Schlagwörter : | Angst; Staat; Fahrzeug; Staatsanwalt; Staatsanwaltschaft; Verhalten; Kostenauflage; Verfahren; Aussage; Beschwerdeführer; Verfahren; Einstellung; Untersuchung; Recht; Beschwerdeführers; Verfahrens; Hafteinvernahme; Aussagen; Person; Persönlichkeit; Eingabe; Befragung; önnen |
Rechtsnorm: | Art. 22 StPO ; Art. 28 ZGB ; Art. 32 BV ; Art. 41 OR ; Art. 423 StPO ; Art. 426 StPO ; |
Referenz BGE: | 116 Ia 162; 119 Ia 332; |
Kommentar: | Donatsch, Hans, Schweizer, Hansjakob, Lieber, Kommentar zur Schweizerischen Strafprozessordnung, Zürich, Art. 426 StPO, 2010 Spühler, Basler Kommentar zur ZPO, Art. 321 ZPO ; Art. 311 ZPO, 2017 |
Obergericht des Kantons Zürich
III. Strafkammer
Geschäfts-Nr.: UH110193-O/U/gk
Verfügung vom 16. November 2011
in Sachen
Beschwerdeführer
vertreten durch Rechtsanwalt lic. iur. X. ,
gegen
Beschwerdegegnerin
betreffend Kostenauflage / Entschädigung
Erwägungen:
Am 5. April 2010, um ca. 15.20 Uhr, fuhr A. (nachstehend: Beschwerdeführer) als Lenker des Personenwagens Z. zusammen mit dem Beifahrer B. sowie den beiden weiteren Mitinsassen C. und D. auf der V. -Strasse in Y. . Als B. auf der Höhe der Hausnummer den auf dem Trottoir gehenden E. sah, stieg er, nachdem das Fahrzeug angehalten hatte, aus in der Absicht, von diesem den Geldbetrag von Fr. 4'500.einzufordern, den E. ihm angeblich seit Jahren schulde. In der Folge stieg
E. in das Fahrzeug ein. Sodann fuhren sie von der V. -Strasse nach W. , hielten dort auf einem Parkplatz kurz an und fuhren anschliessend wieder zurück an die V. -Strasse , dem Wohnort von E. . B. sowie C. folgten daraufhin E. in dessen Wohnung und drohten diesem sowie der ebenfalls anwesenden F. mehrfach, dass sie schon sehen würden, was passiere, wenn sie das Geld zumindest die in Aussicht gestellten Fr. 200.innert Wochenfrist nicht bezahlen würden (Urk. 7 S. 1).

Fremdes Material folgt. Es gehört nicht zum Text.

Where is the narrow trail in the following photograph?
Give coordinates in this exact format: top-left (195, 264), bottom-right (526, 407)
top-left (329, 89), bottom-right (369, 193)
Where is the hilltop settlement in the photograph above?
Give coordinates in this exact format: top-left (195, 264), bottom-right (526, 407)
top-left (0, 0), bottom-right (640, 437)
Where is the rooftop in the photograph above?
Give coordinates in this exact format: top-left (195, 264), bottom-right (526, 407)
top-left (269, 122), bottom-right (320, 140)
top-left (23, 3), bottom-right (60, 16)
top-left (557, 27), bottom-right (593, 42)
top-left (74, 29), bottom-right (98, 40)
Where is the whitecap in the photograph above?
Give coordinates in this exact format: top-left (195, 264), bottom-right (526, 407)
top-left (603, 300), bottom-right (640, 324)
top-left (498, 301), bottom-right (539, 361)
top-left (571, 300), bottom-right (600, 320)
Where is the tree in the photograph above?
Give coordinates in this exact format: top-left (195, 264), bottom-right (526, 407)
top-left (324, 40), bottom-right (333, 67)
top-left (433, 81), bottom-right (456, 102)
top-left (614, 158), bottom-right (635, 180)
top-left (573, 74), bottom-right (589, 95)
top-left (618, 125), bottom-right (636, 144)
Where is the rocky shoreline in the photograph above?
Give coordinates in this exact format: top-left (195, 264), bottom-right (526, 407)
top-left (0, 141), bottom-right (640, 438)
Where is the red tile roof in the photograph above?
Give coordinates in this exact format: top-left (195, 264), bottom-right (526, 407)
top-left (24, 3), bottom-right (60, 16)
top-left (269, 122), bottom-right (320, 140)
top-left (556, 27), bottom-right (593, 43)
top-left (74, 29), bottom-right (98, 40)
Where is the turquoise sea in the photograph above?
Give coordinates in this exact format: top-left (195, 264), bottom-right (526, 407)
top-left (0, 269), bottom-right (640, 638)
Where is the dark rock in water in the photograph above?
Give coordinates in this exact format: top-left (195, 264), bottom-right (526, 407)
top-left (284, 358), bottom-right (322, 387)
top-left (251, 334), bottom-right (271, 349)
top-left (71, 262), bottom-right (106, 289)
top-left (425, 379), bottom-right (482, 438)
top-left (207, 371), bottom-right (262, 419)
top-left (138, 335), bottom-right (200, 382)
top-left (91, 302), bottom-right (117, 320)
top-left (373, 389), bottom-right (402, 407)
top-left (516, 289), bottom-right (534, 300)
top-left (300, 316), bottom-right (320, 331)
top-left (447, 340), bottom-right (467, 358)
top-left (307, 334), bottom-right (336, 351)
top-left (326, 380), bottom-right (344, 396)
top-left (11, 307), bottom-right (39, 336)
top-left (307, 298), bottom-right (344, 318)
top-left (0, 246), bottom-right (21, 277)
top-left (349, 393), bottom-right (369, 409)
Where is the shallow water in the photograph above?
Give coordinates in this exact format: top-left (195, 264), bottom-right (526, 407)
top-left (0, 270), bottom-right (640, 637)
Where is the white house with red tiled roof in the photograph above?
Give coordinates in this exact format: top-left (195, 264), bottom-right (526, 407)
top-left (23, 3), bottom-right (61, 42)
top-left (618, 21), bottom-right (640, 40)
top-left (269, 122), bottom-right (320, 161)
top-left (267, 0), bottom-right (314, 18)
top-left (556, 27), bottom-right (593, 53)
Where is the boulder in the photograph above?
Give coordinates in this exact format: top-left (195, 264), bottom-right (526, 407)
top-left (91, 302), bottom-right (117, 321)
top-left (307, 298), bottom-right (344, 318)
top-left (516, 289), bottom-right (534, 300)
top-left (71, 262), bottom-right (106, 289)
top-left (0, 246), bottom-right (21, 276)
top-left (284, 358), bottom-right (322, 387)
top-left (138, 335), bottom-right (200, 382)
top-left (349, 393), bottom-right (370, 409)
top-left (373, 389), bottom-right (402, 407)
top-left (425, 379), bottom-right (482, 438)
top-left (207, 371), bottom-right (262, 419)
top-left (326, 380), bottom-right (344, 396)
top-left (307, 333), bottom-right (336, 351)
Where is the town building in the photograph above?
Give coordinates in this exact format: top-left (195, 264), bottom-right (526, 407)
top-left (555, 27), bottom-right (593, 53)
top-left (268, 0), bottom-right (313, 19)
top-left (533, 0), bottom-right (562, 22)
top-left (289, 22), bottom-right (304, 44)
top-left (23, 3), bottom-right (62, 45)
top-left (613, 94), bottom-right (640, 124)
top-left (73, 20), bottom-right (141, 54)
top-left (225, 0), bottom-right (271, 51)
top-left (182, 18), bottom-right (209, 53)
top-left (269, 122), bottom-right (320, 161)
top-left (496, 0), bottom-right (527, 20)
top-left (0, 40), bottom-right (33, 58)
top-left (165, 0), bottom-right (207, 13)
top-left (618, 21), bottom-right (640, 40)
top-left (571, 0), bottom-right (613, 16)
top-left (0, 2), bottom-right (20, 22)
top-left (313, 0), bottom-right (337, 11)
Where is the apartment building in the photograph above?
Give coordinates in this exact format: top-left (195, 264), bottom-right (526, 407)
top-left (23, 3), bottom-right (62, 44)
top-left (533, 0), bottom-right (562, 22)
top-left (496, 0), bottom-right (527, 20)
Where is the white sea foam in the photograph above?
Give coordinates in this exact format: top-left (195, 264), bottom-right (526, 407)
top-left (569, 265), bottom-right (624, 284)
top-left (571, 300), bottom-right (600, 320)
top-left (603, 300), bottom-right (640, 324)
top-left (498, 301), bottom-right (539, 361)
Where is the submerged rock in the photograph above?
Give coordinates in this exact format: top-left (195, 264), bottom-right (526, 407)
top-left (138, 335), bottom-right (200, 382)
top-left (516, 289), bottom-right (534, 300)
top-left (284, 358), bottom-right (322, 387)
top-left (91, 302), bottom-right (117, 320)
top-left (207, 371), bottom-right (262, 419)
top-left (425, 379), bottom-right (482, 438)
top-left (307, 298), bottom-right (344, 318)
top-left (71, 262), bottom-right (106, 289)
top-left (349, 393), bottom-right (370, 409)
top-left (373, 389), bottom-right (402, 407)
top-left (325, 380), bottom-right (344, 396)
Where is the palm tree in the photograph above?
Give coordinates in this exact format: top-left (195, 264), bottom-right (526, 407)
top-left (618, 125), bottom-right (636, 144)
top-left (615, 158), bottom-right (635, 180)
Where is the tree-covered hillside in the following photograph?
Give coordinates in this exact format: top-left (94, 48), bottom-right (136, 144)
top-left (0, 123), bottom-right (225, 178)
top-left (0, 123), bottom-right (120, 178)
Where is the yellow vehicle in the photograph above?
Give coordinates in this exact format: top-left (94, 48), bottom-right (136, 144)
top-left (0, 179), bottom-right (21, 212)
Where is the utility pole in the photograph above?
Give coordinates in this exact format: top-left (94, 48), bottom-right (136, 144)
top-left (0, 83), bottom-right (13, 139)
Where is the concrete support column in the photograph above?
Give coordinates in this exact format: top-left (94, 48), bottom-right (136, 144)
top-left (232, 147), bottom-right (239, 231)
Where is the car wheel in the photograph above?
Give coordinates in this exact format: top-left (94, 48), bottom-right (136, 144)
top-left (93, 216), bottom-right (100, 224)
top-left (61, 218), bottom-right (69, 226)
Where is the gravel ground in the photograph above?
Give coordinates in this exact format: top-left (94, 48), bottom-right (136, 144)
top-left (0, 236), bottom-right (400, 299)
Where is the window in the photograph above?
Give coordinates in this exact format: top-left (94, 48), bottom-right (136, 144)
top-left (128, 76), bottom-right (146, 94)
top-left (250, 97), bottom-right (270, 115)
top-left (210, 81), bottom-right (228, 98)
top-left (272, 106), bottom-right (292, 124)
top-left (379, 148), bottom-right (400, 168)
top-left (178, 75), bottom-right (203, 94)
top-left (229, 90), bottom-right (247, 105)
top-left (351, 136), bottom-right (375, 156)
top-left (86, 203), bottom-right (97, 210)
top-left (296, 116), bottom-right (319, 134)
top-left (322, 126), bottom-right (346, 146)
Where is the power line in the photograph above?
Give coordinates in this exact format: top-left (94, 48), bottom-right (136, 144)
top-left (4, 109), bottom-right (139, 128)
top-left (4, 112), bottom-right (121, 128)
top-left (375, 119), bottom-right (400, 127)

Gleichentags erstattete F. aufgrund dieses Vorfalls bei der Kantonspolizei Zürich telefonisch Strafanzeige gegen Unbekannt (Urk. 9/1 S. 5 f.). Im Rahmen der polizeilichen Ermittlungen konnten A. , B. , C. und
als die bei der obgenannten Fahrt beteiligten Personen eruiert werden (Urk. 9/2).
Am 14. April 2010 wurde der Beschwerdeführer verhaftet (Urk. 9/17/3). Gleichentags wurde er durch die Kantonspolizei Zürich einvernommen (Urk. 9/5/1) und anschliessend der Staatsanwaltschaft Winterthur/Unterland (nachstehend: Staatsanwaltschaft) zugeführt (Urk. 19/17/5). Am 29. April 2010 wurde der Beschwerdeführer aus der Haft entlassen (Urk. 9/17/17).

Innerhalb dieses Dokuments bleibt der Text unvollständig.